Great post! I enjoyed reading your answers. I agree with you that if someone told me with certainty that in my future (at some nebulous time) I would achieve my dream of having a child, I would go crazy with each cycle that it failed. I think it would give me hope for a short while, but if too much time passed, I would think maybe I had dreamt the encounter in which I was told it would happen. I would question my own judgment, my own sanity even.

(Still, I can't say I wouldn't like to know where this is all headed...)

Lollipop Goldstein said...

Have to echo the wow for snapshot's comment.

Great thought, Sunny. I think that change--that loss of optimism--is natural. And I think of it not as a loss, but as a mellowing and a rounding out of pointy edges. What is gained is a softness that allows you to connect to some many more people. Even if the world looks a little less bright and happy in the process.

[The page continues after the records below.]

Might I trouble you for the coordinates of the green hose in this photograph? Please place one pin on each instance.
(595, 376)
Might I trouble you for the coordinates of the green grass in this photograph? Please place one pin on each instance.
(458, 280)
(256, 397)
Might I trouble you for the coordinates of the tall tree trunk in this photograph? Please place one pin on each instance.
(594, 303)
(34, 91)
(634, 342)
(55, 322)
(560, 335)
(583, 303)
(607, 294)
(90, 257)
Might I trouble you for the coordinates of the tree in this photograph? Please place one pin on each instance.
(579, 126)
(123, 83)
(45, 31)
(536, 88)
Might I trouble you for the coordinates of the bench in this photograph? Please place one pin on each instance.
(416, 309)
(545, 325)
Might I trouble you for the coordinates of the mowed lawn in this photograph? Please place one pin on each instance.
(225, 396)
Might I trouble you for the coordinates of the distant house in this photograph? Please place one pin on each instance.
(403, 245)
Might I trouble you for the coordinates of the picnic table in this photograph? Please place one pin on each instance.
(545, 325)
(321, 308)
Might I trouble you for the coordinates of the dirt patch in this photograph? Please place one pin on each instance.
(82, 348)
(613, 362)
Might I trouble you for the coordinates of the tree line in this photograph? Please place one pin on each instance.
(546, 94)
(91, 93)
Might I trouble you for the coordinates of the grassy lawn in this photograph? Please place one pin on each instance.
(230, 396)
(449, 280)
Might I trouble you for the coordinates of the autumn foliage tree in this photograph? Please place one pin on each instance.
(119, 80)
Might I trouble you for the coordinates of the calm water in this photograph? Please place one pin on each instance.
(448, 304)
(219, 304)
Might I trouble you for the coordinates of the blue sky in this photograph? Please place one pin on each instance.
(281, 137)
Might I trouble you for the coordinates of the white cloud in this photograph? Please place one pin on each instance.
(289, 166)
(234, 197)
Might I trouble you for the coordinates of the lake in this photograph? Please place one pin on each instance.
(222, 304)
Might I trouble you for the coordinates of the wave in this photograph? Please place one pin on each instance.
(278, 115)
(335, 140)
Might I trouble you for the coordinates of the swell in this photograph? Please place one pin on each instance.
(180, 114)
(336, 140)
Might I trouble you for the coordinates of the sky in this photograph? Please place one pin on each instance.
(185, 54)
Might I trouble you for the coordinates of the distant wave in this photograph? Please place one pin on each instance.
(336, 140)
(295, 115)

And if I ever got the power to know the future, I would definitely jump ahead and give you some insights :-)

Anonymous said...

I really enjoyed reading your comments - it gave me a new perspective. I read the book shortly (a couple months, I guess) after my miscarriage and I hadn't known about that aspect of the book. My reaction was to be angry/bitter and I realize now that I probably just wasn't ready to read it. Maybe I should reread it...
-Jill

littleangelkisses said...

Great answers. It's interesting how this book affects people.

I can relate to the changes, that guardedness that creeps in...you don't dare hope, you don't cheer so much. It's hard for that not to happen.

I can also relate to not being ready to read something. I've been there too.

Anonymous said...

I liked your answer if you would like to know how things turn out. I think that while the month to month waiting would not be any (or much) easier, and each failed cycle would still be devastating, it would be nice to know that in the end we'd get the result we desire.

Big Pissy said...

Great post!

I read this book when it first came out.

It remains one of my favorites.

Drowned Girl said...

Poor Clare:

“My body wanted a baby. I felt empty and I wanted to be full. I wanted someone to love who would stay: stay and be there, always. And I wanted Henry to be in this child, so that when he was gone, he wouldn’t be entirely gone, there would be a bit of him with me.”

Noone can ever hold on to another person, really, can they?

Bea said...

Learning to live with that little seed of doubt is one of the hard parts. Hopefully you won't ever completely lose your ability to see the silver lining.